Variable selection is considered in the setting of supervised binary classification with functional data {X(t), t ∈ [0, 1]}. By "variable selection" we mean any dimension-reduction method that leads to the replacement of the whole trajectory {X(t), t ∈ [0, 1]}, with a low-dimensional vector (X(t₁),...,X(td)) still keeping a similar classification error. Our proposal for variable selection is based on the idea of selecting the local maxima (t₁,..., td) of the function ${\mathrm{V}}_{\mathrm{x}}^{2}\left(\mathrm{t}\right) = {\mathrm{V}}^{2}\left(\mathrm{X}\left(\mathrm{t}\right), \mathrm{Y}\right)$, where V denotes the "distance covariance" association measure for random variables due to Székely, Rizzo, and Bakirov (2007). This method provides a simple natural way to deal with the relevance vs. redundancy trade-off which typically appears in variable selection. A result of consistent estimation for the maxima of ${\mathrm{V}}_{\mathrm{x}}^{2}$ is shown.
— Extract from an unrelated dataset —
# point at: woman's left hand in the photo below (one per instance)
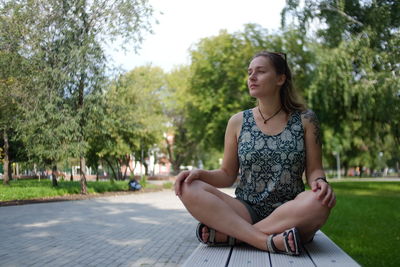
(325, 194)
We also show different models for the underlying process X(t) under which the relevant information is concentrated on the maxima of ${\mathrm{V}}_{\mathrm{x}}^{2}$. An extensive empirical study is presented, including about 400 simulated models and data examples aimed at comparing our variable selection method with other standard proposals for dimension reduction.